H2 Optimize select statement / shutdown defrag

Test Case:
drop table master;
create table master(id int primary key, fk1 int, fk2 int, fk3 int, dataS varchar(255), data1 int, data2 int, data3 int, data4 int,data5 int,data6 int,data7 int,data8 int,data9 int,b1 boolean,b2 boolean,b3 boolean,b4 boolean,b5 boolean,b6 boolean,b7 boolean,b8 boolean,b9 boolean,b10 boolean,b11 boolean,b12 boolean,b13 boolean,b14 boolean,b15 boolean,b16 boolean,b17 boolean,b18 boolean,b19 boolean,b20 boolean,b21 boolean,b22 boolean,b23 boolean,b24 boolean,b25 boolean,b26 boolean,b27 boolean,b28 boolean,b29 boolean,b30 boolean,b31 boolean,b32 boolean,b33 boolean,b34 boolean,b35 boolean,b36 boolean,b37 boolean,b38 boolean,b39 boolean,b40 boolean,b41 boolean,b42 boolean,b43 boolean,b44 boolean,b45 boolean,b46 boolean,b47 boolean,b48 boolean,b49 boolean,b50 boolean);
create index idx_comp on master(fk1,fk2,fk3);
#loop 5000000 insert into master values(?, mod(?,100), mod(?,5), ?,'Hello World Hello World Hello World',?, ?, ?,?, ?, ?, ?, ?, ?,true,true,true,true,true,true,false,false,false,true,true,true,true,true,true,true,false,false,false,true,true,true,true,true,true,true,false,false,false,true,true,true,true,true,true,true,false,false,false,true,true,true,true,true,true,true,false,false,false,true);
1.The following select statement takes up to 30seconds. Is there a way to optimize the response time?

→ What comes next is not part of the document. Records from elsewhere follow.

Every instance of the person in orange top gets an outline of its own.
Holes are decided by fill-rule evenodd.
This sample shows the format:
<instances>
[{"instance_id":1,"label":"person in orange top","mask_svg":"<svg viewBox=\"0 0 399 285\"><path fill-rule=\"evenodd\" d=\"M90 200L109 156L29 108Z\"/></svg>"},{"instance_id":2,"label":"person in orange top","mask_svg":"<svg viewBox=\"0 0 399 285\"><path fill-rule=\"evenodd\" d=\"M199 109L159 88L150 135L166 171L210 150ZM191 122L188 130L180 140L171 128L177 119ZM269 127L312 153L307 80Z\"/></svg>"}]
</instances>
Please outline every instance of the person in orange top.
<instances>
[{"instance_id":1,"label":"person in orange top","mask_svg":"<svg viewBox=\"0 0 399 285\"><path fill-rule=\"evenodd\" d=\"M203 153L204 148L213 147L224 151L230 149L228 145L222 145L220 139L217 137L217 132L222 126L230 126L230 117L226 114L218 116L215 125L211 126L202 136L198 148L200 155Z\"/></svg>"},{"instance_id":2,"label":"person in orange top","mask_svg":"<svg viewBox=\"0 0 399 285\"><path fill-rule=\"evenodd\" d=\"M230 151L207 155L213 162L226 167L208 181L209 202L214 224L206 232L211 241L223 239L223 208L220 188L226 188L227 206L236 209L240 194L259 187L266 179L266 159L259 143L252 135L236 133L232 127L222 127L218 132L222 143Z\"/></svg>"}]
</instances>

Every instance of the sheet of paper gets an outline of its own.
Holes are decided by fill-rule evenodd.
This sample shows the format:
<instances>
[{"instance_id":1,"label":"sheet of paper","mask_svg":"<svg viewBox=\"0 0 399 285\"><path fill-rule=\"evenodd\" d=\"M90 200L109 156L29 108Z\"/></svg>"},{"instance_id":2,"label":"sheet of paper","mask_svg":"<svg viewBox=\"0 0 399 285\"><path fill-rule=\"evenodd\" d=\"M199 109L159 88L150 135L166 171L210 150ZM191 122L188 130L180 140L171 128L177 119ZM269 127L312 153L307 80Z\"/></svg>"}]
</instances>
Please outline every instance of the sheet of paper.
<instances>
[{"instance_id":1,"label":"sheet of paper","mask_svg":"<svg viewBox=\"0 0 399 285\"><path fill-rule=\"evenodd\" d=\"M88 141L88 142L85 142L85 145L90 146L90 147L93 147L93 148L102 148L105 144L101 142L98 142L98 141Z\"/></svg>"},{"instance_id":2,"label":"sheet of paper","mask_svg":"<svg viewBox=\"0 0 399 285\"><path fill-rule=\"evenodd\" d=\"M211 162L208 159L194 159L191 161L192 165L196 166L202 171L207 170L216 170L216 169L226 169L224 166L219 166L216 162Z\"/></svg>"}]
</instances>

SELECT count(*), SUM(CONVERT(b1,INT)) ,SUM(CONVERT(b2,INT)),SUM(CONVERT(b3,INT)),SUM(CONVERT(b4,INT)),SUM(CONVERT(b5,INT)),SUM(CONVERT(b6,INT)),SUM(CONVERT(b7,INT)),SUM(CONVERT(b8,INT)),SUM(CONVERT(b9,INT)),SUM(CONVERT(b10,INT)),SUM(CONVERT(b11,INT)),SUM(CONVERT(b12,INT)),SUM(CONVERT(b13,INT)),SUM(CONVERT(b14,INT)),SUM(CONVERT(b15,INT)),SUM(CONVERT(b16,INT))
FROM master
WHERE fk1=53 AND fk2=3
2.I tried shutdown defrag. But this statement took about 40min for my test case. After shutdown defrag the select takes up to 15seconds. If i execute the statement again it takes under 1sec. Even if stop and start the server, the statement takes about 1sec.
Has H2 a persistent Cache?
Infrastructure: WebBrowser <-> H2 Console Server <-> H2 DB: h2 1.3.158
According to the profiler output, the main problem (93%) is reading from the disk. I ran this in the H2 Console:
#prof_start;
SELECT ... FROM master WHERE fk1=53 AND fk2=3;
#prof_stop;
and got:
Profiler: top 3 stack trace(s) of 48039 ms [build-158]:
4084/4376 (93%):
at java.io.RandomAccessFile.readBytes(Native Method)
at java.io.RandomAccessFile.read(RandomAccessFile.java:338)
at java.io.RandomAccessFile.readFully(RandomAccessFile.java:397)
at org.h2.store.FileStore.readFully(FileStore.java:285)
at org.h2.store.PageStore.readPage(PageStore.java:1253)
at org.h2.store.PageStore.getPage(PageStore.java:707)
at org.h2.index.PageDataIndex.getPage(PageDataIndex.java:225)
at org.h2.index.PageDataNode.getRowWithKey(PageDataNode.java:269)
at org.h2.index.PageDataNode.getRowWithKey(PageDataNode.java:270)
According to EXPLAIN ANALYZE SELECT it's reading over 55'000 pages from the disk (2 KB each page; 110 MB) for this query. I'm not sure how other databases perform for such a query. But I guess if possible the query should be changed so that it reads less data.
Is it possible to have a temporary table/view that already has the datatype conversions done? If it's feasible to have that update itself from the main table occassionally (once a night or so), then you've got a lot of processing power that goes into the conversion done already.
If that's not feasible, you may want to do multiple sub-selects, one for each "b" column, where you only pull where b# = 1. Then do a COUNT instead of a SUM, which should be faster as well. For instance:
SELECT (count1+count2) AS Count,
(SELECT COUNT(*) FROM master WHERE fk1=53 AND fk2=3 AND b1=1) AS count1
(SELECT COUNT(*) FROM master WHERE fk1=53 AND fk2=3 AND b2=1) AS count2
I'm not sure if that exact syntax works in your program, but hopefully as a generic SQL idea it gets you on the right track.